In disk drives operating under the control of a host system, the stepper motor is controlled by stepping pulses and a stepping direction signal supplied from the host. Each external stepping pulse from the host may correspond to either one or, for higher track seek speed, two or more increments of the stepper motor. Conventionally, for driving the stepper motor at twice the recurrence rate of the external stepping pulses, for example, the disk drive has been provided with a clock and a counter for internally producing stepping pulses at the same rate as the external ones but with a phase difference of half the pulse period. The external and internal stepping pulses have been interleaved to provide a series of pulses with a repetition rate twice that of the external pulses and thereby to drive the stepper motor.
This conventional practice has proved disadvantageous when the clock used for generating the internal pulses is unpowered for saving power when the disk drive is standing by, that is, when no data transfer operation is in progress in the disk drive.

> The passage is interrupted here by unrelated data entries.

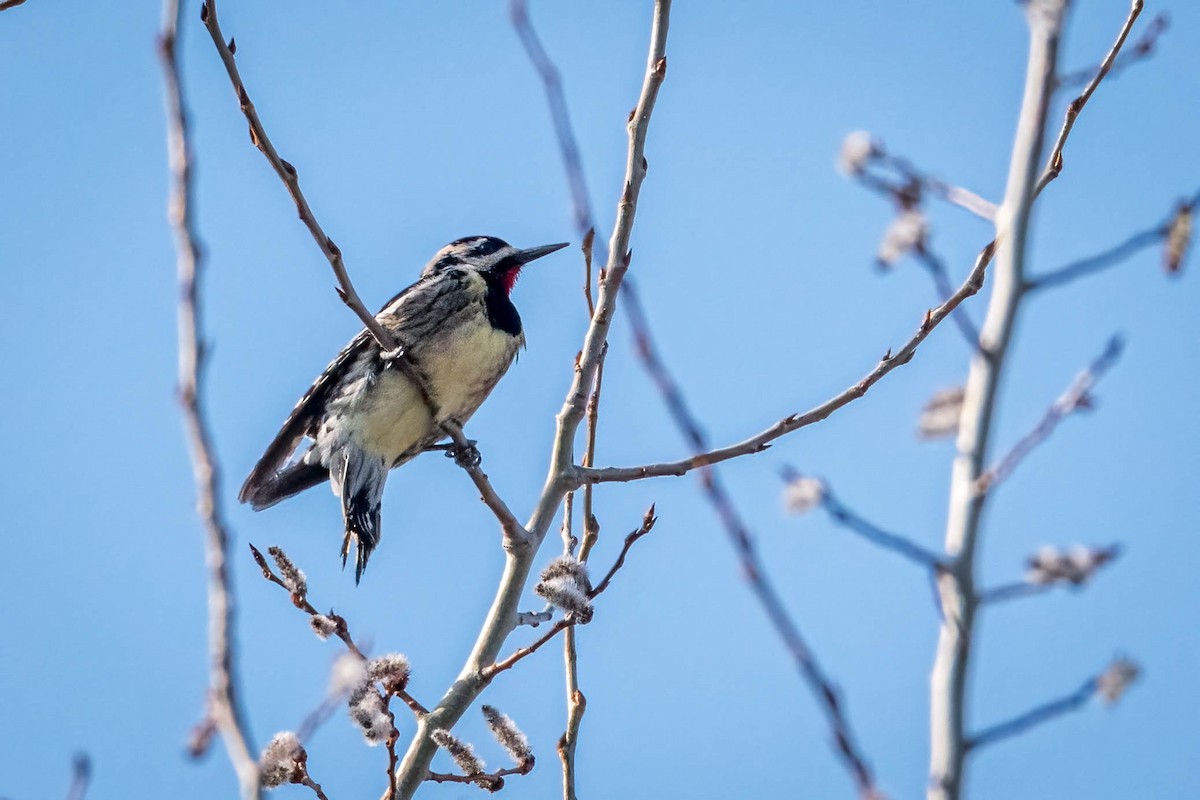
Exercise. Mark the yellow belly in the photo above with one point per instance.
(393, 419)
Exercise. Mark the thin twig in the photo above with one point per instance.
(489, 781)
(225, 710)
(509, 524)
(1137, 52)
(312, 785)
(630, 540)
(570, 620)
(1078, 396)
(529, 649)
(390, 744)
(287, 173)
(301, 602)
(81, 769)
(760, 441)
(1109, 258)
(936, 269)
(953, 194)
(1054, 163)
(753, 567)
(556, 100)
(894, 542)
(1037, 716)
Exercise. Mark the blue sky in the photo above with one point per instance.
(413, 125)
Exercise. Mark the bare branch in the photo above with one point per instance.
(957, 583)
(853, 522)
(225, 713)
(393, 350)
(1137, 52)
(1078, 396)
(760, 441)
(1054, 164)
(862, 150)
(489, 781)
(1110, 684)
(81, 765)
(573, 619)
(287, 173)
(509, 524)
(630, 540)
(529, 649)
(556, 100)
(1111, 257)
(753, 569)
(941, 277)
(502, 617)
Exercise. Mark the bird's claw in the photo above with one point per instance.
(466, 456)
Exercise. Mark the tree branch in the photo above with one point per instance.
(81, 765)
(502, 617)
(957, 584)
(1078, 396)
(1139, 50)
(760, 441)
(1110, 684)
(912, 182)
(1035, 717)
(894, 542)
(393, 350)
(225, 713)
(1054, 164)
(287, 173)
(1109, 258)
(753, 569)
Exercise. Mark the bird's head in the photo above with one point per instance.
(491, 257)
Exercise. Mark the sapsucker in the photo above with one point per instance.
(364, 415)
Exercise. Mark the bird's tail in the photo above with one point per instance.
(264, 491)
(361, 488)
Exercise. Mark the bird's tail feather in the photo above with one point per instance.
(361, 488)
(265, 491)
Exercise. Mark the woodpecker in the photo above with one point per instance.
(365, 415)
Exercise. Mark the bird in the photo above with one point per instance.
(365, 415)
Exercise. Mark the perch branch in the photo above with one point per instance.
(519, 559)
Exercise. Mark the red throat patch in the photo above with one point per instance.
(509, 280)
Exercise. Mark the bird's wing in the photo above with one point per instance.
(306, 415)
(303, 420)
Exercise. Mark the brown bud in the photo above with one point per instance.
(1179, 239)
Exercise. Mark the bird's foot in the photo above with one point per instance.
(466, 456)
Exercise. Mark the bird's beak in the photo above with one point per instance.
(533, 253)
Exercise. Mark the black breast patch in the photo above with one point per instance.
(501, 311)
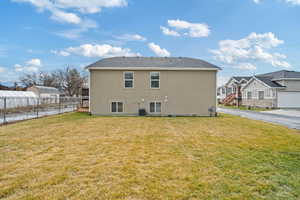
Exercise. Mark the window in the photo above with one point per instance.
(261, 95)
(128, 79)
(249, 95)
(155, 107)
(117, 107)
(155, 79)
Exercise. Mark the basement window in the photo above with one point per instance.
(128, 79)
(249, 95)
(261, 95)
(155, 107)
(117, 107)
(155, 80)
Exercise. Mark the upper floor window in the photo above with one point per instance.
(128, 79)
(249, 95)
(116, 107)
(154, 79)
(155, 107)
(261, 95)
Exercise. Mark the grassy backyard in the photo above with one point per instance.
(76, 156)
(245, 108)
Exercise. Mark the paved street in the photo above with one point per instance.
(281, 119)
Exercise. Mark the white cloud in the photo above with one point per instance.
(253, 48)
(169, 32)
(194, 30)
(221, 80)
(64, 11)
(61, 16)
(131, 37)
(2, 69)
(97, 50)
(158, 50)
(245, 66)
(34, 62)
(294, 2)
(76, 32)
(32, 65)
(90, 6)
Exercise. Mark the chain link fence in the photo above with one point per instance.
(14, 109)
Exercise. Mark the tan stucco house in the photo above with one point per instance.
(280, 89)
(160, 86)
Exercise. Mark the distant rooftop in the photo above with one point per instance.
(283, 74)
(152, 62)
(268, 81)
(49, 90)
(239, 78)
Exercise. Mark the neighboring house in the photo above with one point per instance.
(84, 95)
(280, 89)
(47, 94)
(230, 93)
(160, 86)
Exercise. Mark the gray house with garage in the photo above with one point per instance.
(161, 86)
(280, 89)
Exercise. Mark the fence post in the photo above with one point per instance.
(59, 102)
(37, 107)
(4, 109)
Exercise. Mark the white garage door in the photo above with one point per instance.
(289, 99)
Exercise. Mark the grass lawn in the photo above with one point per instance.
(245, 108)
(76, 156)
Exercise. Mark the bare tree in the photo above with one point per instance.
(68, 80)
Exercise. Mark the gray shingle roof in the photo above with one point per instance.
(281, 74)
(268, 81)
(239, 78)
(152, 62)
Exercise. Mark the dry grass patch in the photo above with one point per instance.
(76, 156)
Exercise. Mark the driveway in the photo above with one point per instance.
(273, 117)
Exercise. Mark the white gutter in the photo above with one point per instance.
(155, 68)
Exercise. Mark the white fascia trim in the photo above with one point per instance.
(288, 79)
(154, 68)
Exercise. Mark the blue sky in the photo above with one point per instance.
(243, 37)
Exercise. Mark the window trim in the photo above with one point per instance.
(117, 106)
(124, 80)
(156, 80)
(155, 102)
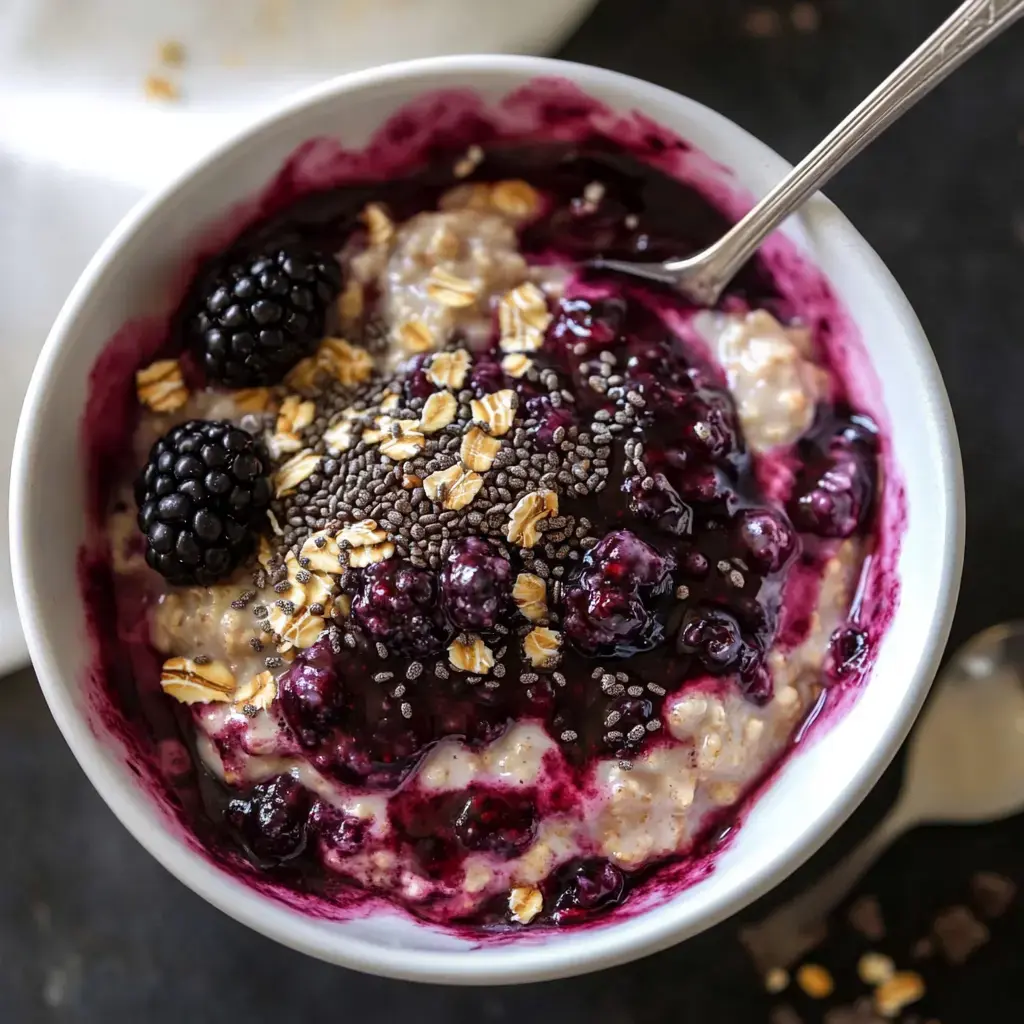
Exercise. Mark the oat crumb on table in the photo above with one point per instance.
(815, 981)
(171, 53)
(160, 89)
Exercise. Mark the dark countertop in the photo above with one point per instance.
(92, 930)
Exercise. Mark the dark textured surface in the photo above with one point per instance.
(92, 930)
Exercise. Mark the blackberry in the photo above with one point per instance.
(396, 604)
(272, 819)
(258, 318)
(201, 497)
(476, 585)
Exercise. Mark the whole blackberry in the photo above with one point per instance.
(258, 318)
(200, 498)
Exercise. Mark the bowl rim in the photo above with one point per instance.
(594, 949)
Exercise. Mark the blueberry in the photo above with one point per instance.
(713, 636)
(767, 539)
(310, 694)
(499, 823)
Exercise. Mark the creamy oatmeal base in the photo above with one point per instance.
(434, 284)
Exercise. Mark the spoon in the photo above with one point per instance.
(965, 766)
(702, 278)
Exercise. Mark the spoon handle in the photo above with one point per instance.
(972, 26)
(787, 933)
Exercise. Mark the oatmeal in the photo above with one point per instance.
(460, 565)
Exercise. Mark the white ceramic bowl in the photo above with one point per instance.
(817, 787)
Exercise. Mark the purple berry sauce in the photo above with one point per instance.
(705, 500)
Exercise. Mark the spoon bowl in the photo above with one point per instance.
(966, 758)
(965, 766)
(702, 276)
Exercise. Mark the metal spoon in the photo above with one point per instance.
(701, 278)
(965, 766)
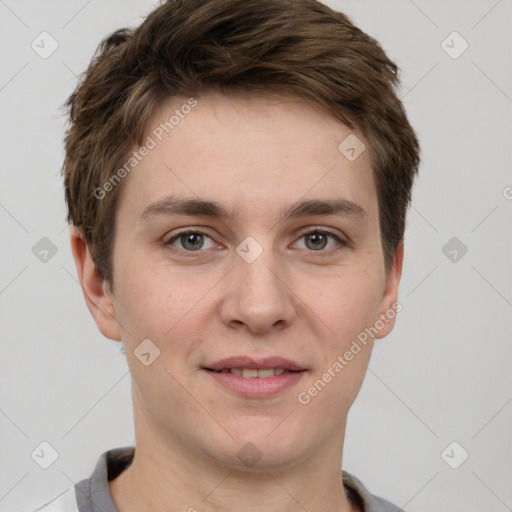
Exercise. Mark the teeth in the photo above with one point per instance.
(251, 373)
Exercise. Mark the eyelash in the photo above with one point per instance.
(175, 237)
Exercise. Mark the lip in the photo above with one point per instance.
(256, 387)
(255, 363)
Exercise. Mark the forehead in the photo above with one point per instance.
(248, 151)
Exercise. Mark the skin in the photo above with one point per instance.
(258, 156)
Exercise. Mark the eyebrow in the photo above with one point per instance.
(198, 207)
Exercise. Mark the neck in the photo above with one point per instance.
(166, 476)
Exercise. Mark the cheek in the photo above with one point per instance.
(346, 304)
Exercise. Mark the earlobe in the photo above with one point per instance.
(98, 297)
(389, 304)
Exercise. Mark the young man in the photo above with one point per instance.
(237, 176)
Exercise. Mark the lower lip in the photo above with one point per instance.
(256, 387)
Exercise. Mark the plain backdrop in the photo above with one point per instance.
(442, 376)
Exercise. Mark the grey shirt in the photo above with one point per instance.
(93, 495)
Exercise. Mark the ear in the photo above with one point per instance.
(98, 296)
(390, 305)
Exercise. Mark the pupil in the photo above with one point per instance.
(192, 241)
(318, 237)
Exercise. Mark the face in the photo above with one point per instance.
(248, 252)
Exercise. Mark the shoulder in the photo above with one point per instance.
(64, 502)
(366, 501)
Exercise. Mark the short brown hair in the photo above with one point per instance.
(189, 47)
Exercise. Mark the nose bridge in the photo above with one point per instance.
(258, 296)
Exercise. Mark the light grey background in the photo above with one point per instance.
(444, 373)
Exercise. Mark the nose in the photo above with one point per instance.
(257, 297)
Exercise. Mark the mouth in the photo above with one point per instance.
(253, 378)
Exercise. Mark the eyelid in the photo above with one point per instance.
(341, 239)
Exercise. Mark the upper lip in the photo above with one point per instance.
(255, 363)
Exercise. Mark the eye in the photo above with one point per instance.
(318, 240)
(191, 241)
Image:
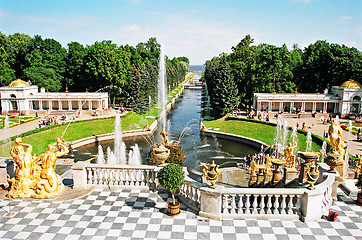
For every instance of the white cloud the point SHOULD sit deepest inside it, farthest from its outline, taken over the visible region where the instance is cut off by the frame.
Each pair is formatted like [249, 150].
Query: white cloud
[346, 18]
[138, 2]
[131, 28]
[303, 1]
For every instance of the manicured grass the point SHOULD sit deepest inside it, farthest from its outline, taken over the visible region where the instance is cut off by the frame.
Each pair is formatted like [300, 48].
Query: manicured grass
[262, 132]
[41, 138]
[80, 129]
[15, 120]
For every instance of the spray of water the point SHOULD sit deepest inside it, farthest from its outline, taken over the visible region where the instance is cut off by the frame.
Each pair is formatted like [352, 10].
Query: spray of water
[162, 88]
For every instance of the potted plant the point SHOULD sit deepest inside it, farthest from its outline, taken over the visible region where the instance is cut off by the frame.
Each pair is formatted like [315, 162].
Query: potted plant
[359, 185]
[172, 177]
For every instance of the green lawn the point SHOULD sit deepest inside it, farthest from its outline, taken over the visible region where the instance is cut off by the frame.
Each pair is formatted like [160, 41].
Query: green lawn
[256, 130]
[40, 138]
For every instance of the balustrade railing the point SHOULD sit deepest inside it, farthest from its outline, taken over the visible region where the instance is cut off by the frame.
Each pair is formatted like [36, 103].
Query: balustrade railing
[261, 203]
[190, 194]
[114, 176]
[222, 202]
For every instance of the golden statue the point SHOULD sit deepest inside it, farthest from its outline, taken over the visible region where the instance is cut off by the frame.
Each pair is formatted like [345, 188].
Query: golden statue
[165, 139]
[336, 138]
[359, 165]
[210, 172]
[265, 167]
[289, 156]
[33, 180]
[50, 184]
[26, 171]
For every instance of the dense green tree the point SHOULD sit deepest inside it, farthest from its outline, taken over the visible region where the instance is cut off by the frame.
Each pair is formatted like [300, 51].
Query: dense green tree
[7, 74]
[224, 94]
[75, 72]
[326, 65]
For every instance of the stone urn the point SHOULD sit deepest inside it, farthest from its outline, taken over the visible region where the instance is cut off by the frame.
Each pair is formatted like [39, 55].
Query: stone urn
[333, 160]
[213, 174]
[161, 153]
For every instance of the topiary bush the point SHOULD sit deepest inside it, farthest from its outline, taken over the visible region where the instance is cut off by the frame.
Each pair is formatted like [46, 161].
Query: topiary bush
[177, 154]
[171, 177]
[359, 181]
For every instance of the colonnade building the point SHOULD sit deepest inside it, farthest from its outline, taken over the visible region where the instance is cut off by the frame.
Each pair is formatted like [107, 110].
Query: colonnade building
[343, 100]
[21, 97]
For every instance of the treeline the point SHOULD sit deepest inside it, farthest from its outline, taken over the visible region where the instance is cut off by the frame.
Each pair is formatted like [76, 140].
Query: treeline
[233, 78]
[128, 73]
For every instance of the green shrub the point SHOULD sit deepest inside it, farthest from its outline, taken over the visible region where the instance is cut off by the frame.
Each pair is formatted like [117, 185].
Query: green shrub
[171, 177]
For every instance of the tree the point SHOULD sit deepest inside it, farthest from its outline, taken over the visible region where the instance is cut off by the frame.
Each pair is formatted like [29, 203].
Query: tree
[224, 91]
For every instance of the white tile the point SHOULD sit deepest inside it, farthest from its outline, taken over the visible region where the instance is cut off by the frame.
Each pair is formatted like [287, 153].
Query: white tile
[22, 235]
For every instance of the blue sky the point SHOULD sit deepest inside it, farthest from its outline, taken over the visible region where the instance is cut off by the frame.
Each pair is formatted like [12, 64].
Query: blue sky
[197, 29]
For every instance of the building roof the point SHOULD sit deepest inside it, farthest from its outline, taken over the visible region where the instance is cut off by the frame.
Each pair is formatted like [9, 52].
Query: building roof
[351, 84]
[18, 83]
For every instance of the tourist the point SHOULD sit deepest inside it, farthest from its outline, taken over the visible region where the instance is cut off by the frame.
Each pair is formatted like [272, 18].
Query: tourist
[325, 134]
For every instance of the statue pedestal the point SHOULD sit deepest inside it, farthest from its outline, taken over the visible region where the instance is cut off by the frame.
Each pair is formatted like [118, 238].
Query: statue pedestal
[290, 174]
[268, 177]
[303, 173]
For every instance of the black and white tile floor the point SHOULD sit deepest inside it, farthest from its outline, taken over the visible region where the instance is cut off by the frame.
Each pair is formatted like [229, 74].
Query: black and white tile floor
[135, 214]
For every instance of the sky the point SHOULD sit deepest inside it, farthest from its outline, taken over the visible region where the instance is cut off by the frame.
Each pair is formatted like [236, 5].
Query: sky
[197, 29]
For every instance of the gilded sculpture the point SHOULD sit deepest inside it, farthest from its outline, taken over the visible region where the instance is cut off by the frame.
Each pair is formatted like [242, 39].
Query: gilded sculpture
[33, 179]
[336, 138]
[289, 156]
[210, 172]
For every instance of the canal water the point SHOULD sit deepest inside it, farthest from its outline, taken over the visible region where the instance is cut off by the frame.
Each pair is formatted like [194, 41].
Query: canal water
[183, 125]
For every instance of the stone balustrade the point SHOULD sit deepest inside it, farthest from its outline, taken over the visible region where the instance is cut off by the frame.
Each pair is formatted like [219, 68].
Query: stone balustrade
[221, 202]
[86, 175]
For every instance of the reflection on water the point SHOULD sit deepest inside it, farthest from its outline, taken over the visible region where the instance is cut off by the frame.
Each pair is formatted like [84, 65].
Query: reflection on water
[197, 148]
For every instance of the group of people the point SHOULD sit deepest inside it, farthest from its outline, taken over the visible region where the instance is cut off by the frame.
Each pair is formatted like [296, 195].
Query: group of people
[33, 179]
[47, 121]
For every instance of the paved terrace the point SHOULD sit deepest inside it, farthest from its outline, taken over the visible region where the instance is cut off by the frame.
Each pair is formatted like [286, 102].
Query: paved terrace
[135, 214]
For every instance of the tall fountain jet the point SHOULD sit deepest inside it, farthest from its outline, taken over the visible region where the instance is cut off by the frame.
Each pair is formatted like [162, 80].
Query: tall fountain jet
[162, 88]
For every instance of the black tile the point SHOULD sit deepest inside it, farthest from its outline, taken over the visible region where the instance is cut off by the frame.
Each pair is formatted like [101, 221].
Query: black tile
[117, 226]
[177, 235]
[77, 231]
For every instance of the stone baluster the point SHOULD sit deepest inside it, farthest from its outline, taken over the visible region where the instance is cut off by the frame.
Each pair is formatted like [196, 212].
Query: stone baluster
[95, 176]
[262, 204]
[269, 205]
[283, 204]
[255, 204]
[233, 204]
[277, 204]
[89, 177]
[143, 178]
[148, 178]
[290, 205]
[126, 177]
[225, 203]
[297, 203]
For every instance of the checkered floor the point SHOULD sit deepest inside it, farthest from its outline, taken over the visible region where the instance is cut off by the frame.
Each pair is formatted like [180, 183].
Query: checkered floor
[106, 214]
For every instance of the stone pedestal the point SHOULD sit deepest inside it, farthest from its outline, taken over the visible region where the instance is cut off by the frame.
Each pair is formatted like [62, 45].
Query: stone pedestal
[6, 168]
[303, 173]
[268, 177]
[290, 174]
[80, 175]
[211, 202]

Among various power saving schemes heretofore suggested and used with disk drives is the one described and claimed in Tsuyuguchi et al. U.S. Pat. No. 4,658,307 assigned to the assignee of this application. Tsuyuguchi et al. teaches to connect the disk motor driver circuit, the stepper motor driver circuit, and the read/write circuit, all standard components of the disk drive, to a power supply via a power saving switch. This switch is closed only when a disk is loaded in the disk drive or is when the "drive select" and "motor on" signals from the host are in prescribed states. The motor driver circuits and read/write circuit are therefore not powered in the absence of a disk or when the "drive select" and "motor on" signals are in other than the prescribed states, even if the complete data processing system, comprising the host and one or more disk drives, is powered on. A very substantial saving of power can thus be accomplished.
It has also been suggested to reduce the waste of power by various other power consuming components in the disk drive. Such additional power consuming components include a supply voltage detector circuit for detecting whether the supply voltage has built up to a predetermined value when the system is switched on, a file protect sensor for sensing whether the loaded disk cartridge is protected against erasure or writing, a disk capacity sensor for discriminating between one-megabyte and two-megabyte disk cartridges which may be loaded interchangeably in the disk dive, and another disk capacity sensor for discriminating between four-megabyte and other capacity disks cartridges.
The present applicant has explored the possibilities of further reducing the power consumption of disk drives and manufactured an experimental disk drive in which the clock was unpowered when the disk drive was standing by. The trouble occurred because the clock as we have it today inherently remains unstable for some time after being powered on, failing to produce pulses at a constant repetition rate. Such irregular clock pulses during the startup period of the clock, conventionally used for production of internal stepping pulses, made it impossible in some cases to position the transducer on the desired track on the disk. It might be contemplated to circumvent this problem by making longer the spacings between the stepping pulses, but then the seek speed would drop correspondingly.